U.S. supports Afghanistan outreach to Taliban
ISLAMABAD, Pakistan-U.S. Defense Secretary Robert Gates said Friday the Taliban were part of Afghanistan’s “political fabric,” one of the clearest indications to date of the Obama administration’s willingness to accept the Islamist group playing a potentially central role in Afghanistan’s future.
Mr. Gates, wrapping up a two-day visit to Pakistan’s capital, told reporters here that the U.S. supported the Afghan government’s continuing outreach efforts to the Afghan Taliban. Afghan President Hamid Karzai plans to unveil a major new reconciliation initiative that will use hundreds of millions of dollars in foreign donations to offer fighters jobs, educations and security guarantees if they will lay down their weapons.
The American defense chief said that he expected significant numbers of lower-level Taliban fighters to accept the Karzai government’s offer, and held the door open for the Taliban to have a formal role in Afghanistan’s political future if it renounced violence and took other moderating steps.
“The Taliban ... are part of the political fabric of Afghanistan at this point,” he said at a roundtable with Pakistani and American journalists here. “The question is whether they are prepared to play a legitimate role in the political fabric of Afghanistan going forward, meaning participating in elections, meaning not assassinating local officials and killing families.”

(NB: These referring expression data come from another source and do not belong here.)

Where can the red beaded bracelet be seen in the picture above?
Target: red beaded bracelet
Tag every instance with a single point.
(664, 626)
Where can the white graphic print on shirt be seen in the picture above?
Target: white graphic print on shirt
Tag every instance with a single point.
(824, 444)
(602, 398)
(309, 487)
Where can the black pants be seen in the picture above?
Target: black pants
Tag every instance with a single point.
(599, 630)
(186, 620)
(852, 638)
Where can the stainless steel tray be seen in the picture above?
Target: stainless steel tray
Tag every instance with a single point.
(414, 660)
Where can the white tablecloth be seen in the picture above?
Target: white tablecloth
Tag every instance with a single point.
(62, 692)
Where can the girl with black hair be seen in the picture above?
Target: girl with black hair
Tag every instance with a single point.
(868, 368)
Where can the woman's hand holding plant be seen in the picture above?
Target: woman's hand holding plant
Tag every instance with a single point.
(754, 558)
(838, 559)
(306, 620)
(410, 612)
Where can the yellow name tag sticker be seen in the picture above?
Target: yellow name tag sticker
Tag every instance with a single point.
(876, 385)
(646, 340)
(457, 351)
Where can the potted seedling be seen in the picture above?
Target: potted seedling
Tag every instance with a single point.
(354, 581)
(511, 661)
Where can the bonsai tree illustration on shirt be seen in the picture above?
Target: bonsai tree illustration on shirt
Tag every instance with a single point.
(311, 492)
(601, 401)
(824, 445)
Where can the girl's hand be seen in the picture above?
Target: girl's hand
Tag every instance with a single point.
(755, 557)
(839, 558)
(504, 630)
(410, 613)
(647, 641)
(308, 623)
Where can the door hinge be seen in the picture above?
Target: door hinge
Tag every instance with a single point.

U.S. military and civilian officials have made clear before that they accepted that the Taliban would not be fully routed from Afghanistan, regardless of the success of the American-led war effort there. But Mr. Gates’s comments were notable because they appeared to lay out a roadmap of sorts for the Taliban to play a formal political role in Afghanistan down the road.
The comments came as Mr. Gates also worked to deepen Washington’s relationship with Islamabad and bolster Pakistan’s continuing military offensive against the country’s militants.
In a vivid illustration of the expanding ties, Mr. Gates told reporters here Friday that the U.S. had decided to give Pakistan at least a dozen unmanned aerial drones. The Shadow drones, which could be delivered within weeks, will carry cameras and other surveillance equipment but will not be able to fire missiles.
Pakistan has requested American drones for years, and senior U.S. officials signaled months ago that they were amenable to the request. But Mr. Gates’s comments Friday marked the first formal high-level confirmation that the drones would be given to the Pakistanis.